Stephen White, president of metadata company Gracenote, said consumers deserve easy access to second-screen options, if nothing else.
“Viewers don’t want to constantly push buttons on their iPad or smartphone to engage in a second-screen experience; it’s too distracting,” he said. “They should be able to set the second-screen device down on a table or next to them on the couch and let the app trigger interactive content at key moments in the program.”
Gracenote — which develops audio and video watermarking technology that can identify what TV viewers are watching in real time — considers a consumer second-screen experience a priority, White said.
“The more time and effort put into developing a unique experience that helps engage viewers, the more likely viewers will use the app again,” he said. “A common mistake we see from broadcasters is treating the second screen as a place to dump content that has nothing to do with what’s happening on screen.
“When developing content for a second-screen app, broadcasters and advertisers should focus on being a part of the story, rather than interrupting it.”
Tom Woods, VP of user experience for metadata leader Rovi Corp., said home entertainment applications — second-screen or otherwise — are going to revolve around e-commerce, whether consumers can get what they want, when then want it.
“E-commerce is going to be huge,” he said. “In the future we’re going to see the ability for purchases for everything from clothing to furniture, while the show is going on.”
We’ve already seen that. Just ask Stephen Brooks, executive director of marketing of app developer Magic Ruby.

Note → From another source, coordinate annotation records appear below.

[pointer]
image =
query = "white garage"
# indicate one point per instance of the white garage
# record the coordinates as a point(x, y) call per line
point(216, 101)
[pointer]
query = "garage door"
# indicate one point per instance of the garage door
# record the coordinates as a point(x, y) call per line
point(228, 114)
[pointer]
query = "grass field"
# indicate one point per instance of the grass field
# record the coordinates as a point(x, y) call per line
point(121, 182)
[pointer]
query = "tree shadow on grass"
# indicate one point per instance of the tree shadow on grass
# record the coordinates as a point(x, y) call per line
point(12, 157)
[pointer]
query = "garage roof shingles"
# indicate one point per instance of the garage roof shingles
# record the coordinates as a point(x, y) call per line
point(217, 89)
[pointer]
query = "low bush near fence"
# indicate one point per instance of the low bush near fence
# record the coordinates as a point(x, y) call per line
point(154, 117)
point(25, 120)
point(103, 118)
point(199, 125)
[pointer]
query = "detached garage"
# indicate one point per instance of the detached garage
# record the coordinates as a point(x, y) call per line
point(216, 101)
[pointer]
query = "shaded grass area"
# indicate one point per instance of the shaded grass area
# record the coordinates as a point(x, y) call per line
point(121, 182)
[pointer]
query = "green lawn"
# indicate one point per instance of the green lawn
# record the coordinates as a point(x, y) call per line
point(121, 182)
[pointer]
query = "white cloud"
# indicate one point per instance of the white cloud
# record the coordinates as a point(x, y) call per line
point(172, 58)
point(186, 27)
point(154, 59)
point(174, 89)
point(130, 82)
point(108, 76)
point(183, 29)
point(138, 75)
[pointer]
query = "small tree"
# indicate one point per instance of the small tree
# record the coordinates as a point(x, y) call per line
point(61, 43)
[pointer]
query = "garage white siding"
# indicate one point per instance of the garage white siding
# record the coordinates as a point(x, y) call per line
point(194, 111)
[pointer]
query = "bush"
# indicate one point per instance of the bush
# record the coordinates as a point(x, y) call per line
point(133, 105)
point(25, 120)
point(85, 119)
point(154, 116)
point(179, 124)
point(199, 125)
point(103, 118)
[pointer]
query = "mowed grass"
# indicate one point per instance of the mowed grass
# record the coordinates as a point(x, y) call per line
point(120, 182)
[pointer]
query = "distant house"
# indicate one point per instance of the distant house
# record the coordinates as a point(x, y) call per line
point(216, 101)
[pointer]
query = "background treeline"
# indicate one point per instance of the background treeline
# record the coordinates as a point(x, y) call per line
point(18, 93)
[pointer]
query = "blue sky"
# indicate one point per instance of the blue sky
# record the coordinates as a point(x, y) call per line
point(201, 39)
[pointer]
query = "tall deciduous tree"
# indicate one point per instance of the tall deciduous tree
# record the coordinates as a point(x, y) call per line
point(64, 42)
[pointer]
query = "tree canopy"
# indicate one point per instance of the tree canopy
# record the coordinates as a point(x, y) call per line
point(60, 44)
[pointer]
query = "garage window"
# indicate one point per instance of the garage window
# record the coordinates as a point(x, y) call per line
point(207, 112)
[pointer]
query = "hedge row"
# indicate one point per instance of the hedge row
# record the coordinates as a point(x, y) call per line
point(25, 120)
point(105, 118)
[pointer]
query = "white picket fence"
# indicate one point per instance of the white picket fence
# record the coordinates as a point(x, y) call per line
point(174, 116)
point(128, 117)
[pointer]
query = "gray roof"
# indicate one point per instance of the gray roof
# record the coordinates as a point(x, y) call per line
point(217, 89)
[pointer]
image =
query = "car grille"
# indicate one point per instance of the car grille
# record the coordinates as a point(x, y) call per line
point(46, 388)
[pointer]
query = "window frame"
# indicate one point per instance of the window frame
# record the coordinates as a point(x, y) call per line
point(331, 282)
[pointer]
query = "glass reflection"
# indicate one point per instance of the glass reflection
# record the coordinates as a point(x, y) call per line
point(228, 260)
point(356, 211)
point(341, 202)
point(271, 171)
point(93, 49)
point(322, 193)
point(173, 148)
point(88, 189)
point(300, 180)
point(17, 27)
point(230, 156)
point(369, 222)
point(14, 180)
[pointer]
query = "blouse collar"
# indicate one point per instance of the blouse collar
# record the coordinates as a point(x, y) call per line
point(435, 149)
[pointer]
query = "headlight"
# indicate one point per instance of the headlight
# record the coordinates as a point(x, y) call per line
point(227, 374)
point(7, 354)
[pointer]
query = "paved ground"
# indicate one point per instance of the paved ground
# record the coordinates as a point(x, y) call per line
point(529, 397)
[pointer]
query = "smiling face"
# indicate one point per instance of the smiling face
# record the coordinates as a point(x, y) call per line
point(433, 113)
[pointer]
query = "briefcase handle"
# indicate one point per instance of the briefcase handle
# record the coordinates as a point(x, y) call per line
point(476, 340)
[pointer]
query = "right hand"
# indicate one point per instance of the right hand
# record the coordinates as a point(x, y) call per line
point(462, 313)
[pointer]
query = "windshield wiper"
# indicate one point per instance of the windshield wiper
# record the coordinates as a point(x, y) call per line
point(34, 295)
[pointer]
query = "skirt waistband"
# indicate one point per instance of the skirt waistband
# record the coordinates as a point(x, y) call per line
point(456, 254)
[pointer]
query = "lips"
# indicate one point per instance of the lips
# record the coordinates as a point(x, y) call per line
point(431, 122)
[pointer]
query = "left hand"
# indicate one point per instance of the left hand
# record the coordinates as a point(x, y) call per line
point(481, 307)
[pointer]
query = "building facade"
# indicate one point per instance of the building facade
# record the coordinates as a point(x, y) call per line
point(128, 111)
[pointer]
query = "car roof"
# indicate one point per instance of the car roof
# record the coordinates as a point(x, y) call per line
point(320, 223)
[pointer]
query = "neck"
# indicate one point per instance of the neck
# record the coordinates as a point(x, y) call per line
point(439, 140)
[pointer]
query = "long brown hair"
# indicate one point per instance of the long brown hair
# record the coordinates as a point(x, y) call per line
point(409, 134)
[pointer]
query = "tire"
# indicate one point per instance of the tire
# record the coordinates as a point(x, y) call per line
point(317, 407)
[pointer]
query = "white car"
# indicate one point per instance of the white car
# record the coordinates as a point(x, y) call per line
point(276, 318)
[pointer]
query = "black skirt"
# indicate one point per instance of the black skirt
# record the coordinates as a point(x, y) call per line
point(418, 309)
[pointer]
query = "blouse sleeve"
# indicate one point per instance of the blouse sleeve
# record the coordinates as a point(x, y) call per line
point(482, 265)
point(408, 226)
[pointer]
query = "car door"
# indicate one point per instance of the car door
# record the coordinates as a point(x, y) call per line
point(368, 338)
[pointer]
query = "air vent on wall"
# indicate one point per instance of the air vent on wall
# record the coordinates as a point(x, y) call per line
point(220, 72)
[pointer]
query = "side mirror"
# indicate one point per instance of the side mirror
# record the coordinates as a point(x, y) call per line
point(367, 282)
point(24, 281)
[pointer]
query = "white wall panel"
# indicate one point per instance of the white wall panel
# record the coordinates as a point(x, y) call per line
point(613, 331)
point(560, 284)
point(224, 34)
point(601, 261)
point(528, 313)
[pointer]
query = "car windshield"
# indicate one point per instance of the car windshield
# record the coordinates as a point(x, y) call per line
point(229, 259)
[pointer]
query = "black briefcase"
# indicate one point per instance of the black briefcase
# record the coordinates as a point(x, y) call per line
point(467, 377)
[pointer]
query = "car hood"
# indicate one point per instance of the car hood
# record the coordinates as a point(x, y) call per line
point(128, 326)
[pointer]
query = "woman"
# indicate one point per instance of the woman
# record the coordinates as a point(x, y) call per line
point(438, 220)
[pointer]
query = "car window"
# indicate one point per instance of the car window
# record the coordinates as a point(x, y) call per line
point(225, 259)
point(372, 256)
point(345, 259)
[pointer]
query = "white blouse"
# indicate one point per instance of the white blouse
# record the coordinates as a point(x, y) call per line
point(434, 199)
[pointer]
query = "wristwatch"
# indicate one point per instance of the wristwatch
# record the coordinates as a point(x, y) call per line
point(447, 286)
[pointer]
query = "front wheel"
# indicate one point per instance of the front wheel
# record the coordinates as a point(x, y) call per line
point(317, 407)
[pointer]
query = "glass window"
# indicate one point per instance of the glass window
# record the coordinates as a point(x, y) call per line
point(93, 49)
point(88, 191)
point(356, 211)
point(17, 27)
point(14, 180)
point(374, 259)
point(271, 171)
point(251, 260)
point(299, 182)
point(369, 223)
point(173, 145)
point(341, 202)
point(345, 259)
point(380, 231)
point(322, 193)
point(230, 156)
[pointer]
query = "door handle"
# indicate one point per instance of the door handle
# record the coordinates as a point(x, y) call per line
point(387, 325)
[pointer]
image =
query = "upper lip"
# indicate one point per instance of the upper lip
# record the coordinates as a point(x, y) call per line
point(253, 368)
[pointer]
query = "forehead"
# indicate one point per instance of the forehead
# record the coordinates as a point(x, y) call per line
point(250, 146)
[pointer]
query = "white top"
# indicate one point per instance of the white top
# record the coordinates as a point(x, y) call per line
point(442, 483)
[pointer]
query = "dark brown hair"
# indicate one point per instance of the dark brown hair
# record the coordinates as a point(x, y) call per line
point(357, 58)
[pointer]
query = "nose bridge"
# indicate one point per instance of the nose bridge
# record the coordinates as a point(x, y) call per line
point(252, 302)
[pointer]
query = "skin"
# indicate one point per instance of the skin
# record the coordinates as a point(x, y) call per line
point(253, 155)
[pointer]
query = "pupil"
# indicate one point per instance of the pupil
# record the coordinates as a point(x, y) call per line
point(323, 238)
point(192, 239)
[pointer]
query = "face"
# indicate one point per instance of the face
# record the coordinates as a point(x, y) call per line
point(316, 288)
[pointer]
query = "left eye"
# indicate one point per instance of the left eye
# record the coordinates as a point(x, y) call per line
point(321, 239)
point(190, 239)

His company specializes in watermarking apps with live content, specifically with FX’s “Sons of Anarchy.”
“[What Fox was] looking for was an opportunity to reach out to their fans, those who have a somewhat aspirational relationship with the characters, members of a biker gang who tread on the line between being good and bad,” he said. “If you want to get a hoodie or a leather vest, and dress like your favorite character, you can do that without joining an actual biker gang.”
Via Magic Ruby’s application, Fox had more “SOA” in-episode purchases and “a much higher instance of returning customers than any other platform,” Brooks said.
“That is an extremely powerful mechanism, and it proves the model of synchronized commerce,” he said.
Fox is taking it further, announcing in late February it would make programming available on Fox Now apps synchronized to broadcast, allowing viewers of Fox shows to experience real-time, second-screen involvement with content.
“For consumers, this means the second-screen experience is more authentic and more a part of the show itself, as opposed to being a marketing ‘add-on,’” said Zane Vella, CEO of Watchwith, which contracted with Fox for the second-screen service. “While the specific types of content varies from show to show, it is all what the industry calls time-based … in other words, authored on a scene-by-scene basis to a program-length timeline that syncs up with the show itself.”
Peter Orullian, Microsoft’s senior product marketing manager for interactive entertainment, noted that the nascent Xbox SmartGlass feature works with movies, games and TV episodes alike.
“Developing rich and interactive content to run alongside programming takes time, and there can be technical hurdles,” he said. “We believe that second-screen applications are an important part of the entertainment experience because they offer better discovery, control and immersion into the content they care about.”
Shawn Patrick, co-founder of yap.TV, whose technology pairs TV viewing and social media for the second screen, said some apps have worked better than others, and some companies are going to stick around for the long haul, while others will fall behind.
Jason George, CEO of Telescope.tv, a second-screen development company, seconded that opinion: “There’s a lot left to be worked out, to see who the winners and losers are going to be.”